Global warming will increase the frequency of drought and erratic rainfall, he said. Insects and pests that don’t survive Canadian winters will have a better chance in the future, giving north-of-the-border farmers some of the same problems their U.S. counterparts face, with less production to soften their losses.
“The less you do to mitigate climate change, the more unpredictable it will be,” Blair said. “We need to be talking more about mitigation, along with adaptation.”
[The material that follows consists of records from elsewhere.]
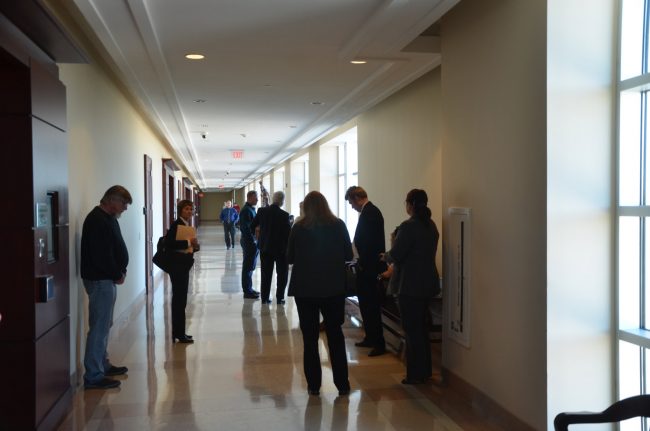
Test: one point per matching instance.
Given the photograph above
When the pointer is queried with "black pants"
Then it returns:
(180, 283)
(229, 232)
(370, 298)
(333, 310)
(248, 265)
(413, 312)
(267, 262)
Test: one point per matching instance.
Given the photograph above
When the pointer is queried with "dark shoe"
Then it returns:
(116, 371)
(103, 384)
(412, 381)
(377, 351)
(182, 339)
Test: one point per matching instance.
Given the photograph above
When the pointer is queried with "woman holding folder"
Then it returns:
(181, 239)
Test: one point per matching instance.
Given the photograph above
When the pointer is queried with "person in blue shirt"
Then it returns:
(229, 217)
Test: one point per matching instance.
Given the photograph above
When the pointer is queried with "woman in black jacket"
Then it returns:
(182, 251)
(414, 254)
(319, 245)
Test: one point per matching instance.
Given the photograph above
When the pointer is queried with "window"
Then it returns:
(299, 183)
(348, 176)
(633, 206)
(278, 180)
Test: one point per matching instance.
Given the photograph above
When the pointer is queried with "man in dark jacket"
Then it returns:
(274, 226)
(369, 243)
(229, 217)
(249, 245)
(104, 259)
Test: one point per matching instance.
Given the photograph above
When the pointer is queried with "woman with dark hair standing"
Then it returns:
(319, 245)
(182, 248)
(414, 253)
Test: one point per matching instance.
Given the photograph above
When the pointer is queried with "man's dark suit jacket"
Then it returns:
(274, 230)
(369, 239)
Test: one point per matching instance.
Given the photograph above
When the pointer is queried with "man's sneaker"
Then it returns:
(116, 371)
(103, 384)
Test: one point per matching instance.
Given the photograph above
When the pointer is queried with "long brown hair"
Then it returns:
(317, 211)
(418, 199)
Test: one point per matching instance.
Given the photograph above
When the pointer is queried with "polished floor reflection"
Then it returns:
(244, 372)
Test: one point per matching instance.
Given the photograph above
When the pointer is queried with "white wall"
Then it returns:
(494, 162)
(107, 143)
(400, 148)
(580, 205)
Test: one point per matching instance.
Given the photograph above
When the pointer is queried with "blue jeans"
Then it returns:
(101, 301)
(248, 266)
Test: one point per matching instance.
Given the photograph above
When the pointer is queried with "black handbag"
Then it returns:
(351, 272)
(162, 259)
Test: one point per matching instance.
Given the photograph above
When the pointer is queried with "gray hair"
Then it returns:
(278, 198)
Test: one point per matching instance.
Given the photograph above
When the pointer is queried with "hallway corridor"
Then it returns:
(244, 372)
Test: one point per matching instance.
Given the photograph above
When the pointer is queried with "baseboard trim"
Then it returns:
(482, 404)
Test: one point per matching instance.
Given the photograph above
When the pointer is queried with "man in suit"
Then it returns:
(229, 217)
(274, 226)
(249, 245)
(369, 243)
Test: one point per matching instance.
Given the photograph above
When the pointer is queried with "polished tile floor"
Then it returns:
(244, 372)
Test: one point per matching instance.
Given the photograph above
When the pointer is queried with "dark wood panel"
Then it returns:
(52, 368)
(47, 96)
(38, 25)
(17, 290)
(14, 86)
(17, 404)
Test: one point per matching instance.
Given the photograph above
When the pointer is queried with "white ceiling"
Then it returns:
(276, 74)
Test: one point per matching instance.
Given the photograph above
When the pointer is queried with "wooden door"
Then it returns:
(148, 224)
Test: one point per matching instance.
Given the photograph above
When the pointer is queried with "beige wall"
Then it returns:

Even with the shift in growing areas, climate change will cut global corn yields by about 1 percent a decade compared with what they otherwise would be, according to a study released March 31 by the U.N. Intergovernmental Panel on Climate Change. Improved technology and farming practices can mitigate those losses, the panel said.
When Andrew Knowles began growing corn near St. Andrews, Manitoba, about 20 miles north of Winnipeg, in 2008, everyone thought he was stupid, he said. “Now they come for advice,” he said.
Standing in snow that by mid-March had drifted more than 3 feet deep, Knowles said he has until the end of May to get his crop in. Some autumns, he’s had to harvest corn on snow-covered ground, putting the wet grain through dryers to make it sellable.
Still, short-season varieties, a little more heat, and lower land costs give him enough profit to compete with farmers farther south in the U.S., where crops are larger and farming is more expensive.
“In Illinois, what’s your cash rent for an acre? $300? Mine is $25,” said Knowles, who said he can make money with yields one-third the U.S. average and prices less than half what they are now. Know-how learned from his experiments and visits with farmers from the Dakotas help, he said. So does Mother Nature.
“The climate is changing in ways that benefit me, I think, because we’re having hotter summers,” he said. “For the corn, it’s just perfect. Heat and humidity. I like the hot summers.”
The government of Saskatchewan, Manitoba’s western neighbor, this year added corn as an insurable crop for farmers, prodding acreage growth. From there through Alberta and British Columbia, the trend toward waves of cornfields along the nation’s Trans-Canada Highway is heating up, Stokke said.
“Corn has been moving north and west for a long time because of the economics,” he said. “You look at world needs, and you’ve seen acreage expand for decades.”
“Farmers have a lot of choices,” he said. “In the end, this almost will sell itself.”